La position des groupes
Les votes des députés et des groupes
Exposé des motifs de l'amendement
L'objectif d'un amendement est de modifier ou d'ajouter une mesure d'un projet ou d'une proposition de loi. Le ou les députés qui rédigent l'amendement écrivent également un exposé des motifs.
La France doit mieux protéger son patrimoine historique.
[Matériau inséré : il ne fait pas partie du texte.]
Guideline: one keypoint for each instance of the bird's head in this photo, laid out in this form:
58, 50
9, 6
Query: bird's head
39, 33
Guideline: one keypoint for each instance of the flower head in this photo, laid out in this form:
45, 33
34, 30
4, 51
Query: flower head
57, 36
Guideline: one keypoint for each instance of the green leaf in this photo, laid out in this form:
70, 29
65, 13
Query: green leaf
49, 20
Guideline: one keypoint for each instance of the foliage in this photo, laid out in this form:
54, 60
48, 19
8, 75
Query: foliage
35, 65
Si ce patrimoine comprend les biens immeubles tels les monuments historiques classés ou inscrits, il comprend également le patrimoine mobilier qui leur est lié.
Ce mobilier est souvent indissociable du monument et permet en tout état de cause d’offrir aux visiteurs une vision plus complète du lieu et de son époque. Il convient donc d’encourager les propriétaires de monuments à enrichir, à reconstituer ou à rénover le mobilier en lien avec leur époque, notamment par des acquisitions sur le marché de l’art..
Actuellement, les contribuables bénéficient d’une réduction d’impôt sur le revenu égale à 18% des montants versés au titre de travaux de conservation ou de restauration d’objets mobiliers, dans la limite annuelle de 20 000 euros.
L’amendement propose donc d’une part d’ajouter aux dépenses déductibles les dépenses d’achat, et d’autre part de permettre une réduction d’impôt égale non plus à 18% mais à 50% des dépenses engagées, tout en gardant la même limite annuelle.